The Secret Hidden Within




It's been a while..


I don't know why I'm here again. Maybe because I feel like I need a place to write something. 
About everything -- that I could never tell people in person.

It's been quite hard for me.
to stay as who I am.
to be what I actually want to.
to exactly understand what I am.
to control myself.

I'm sorry,
that I've been so bad, insane and desperately dying.

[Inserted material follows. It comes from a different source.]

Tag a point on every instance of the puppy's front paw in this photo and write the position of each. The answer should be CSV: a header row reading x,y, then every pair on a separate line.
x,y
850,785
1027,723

it's been years that I had a time like this,
and to get people really understand about what is really going on in my head,
it's not that fucking easy.

IT'S FUCKING HARD 
because they don't want to accept it.
they accuse me for it.
they think that I made all this up.

but, hey.. what's the point for that?

I just need some respect and everyone to understand.



that's all.


wiltedrose.s xx

Nothing matter.

Bismillahirrahmanirrahim







Every day I wake up with a dream 
to be happy and 
smile in every way


Everyday I wake up with a dream
to make people happy and
make them smile in every way


Even sometimes
I should harbored all my feelings
from everyone and even from -- my pets


They don't have to know
They don't have to notice
my feelings everyday


because they don't want to
and not even care


--
because between me and you
nothing matters anymore

You were my world.

Bismillahirrahmanirrahim



I was your dream, you were my world

But now everything ruined


I'll take all our memories,
and I'll never look back.


Whenever my mind flashback all memories,
I'll scream out up on the mountain.

Hope I'll never remember it again.

--

I'll burn the past,
and you'll never know.


Whenever you passing by,
I'll run away further till the end of the world.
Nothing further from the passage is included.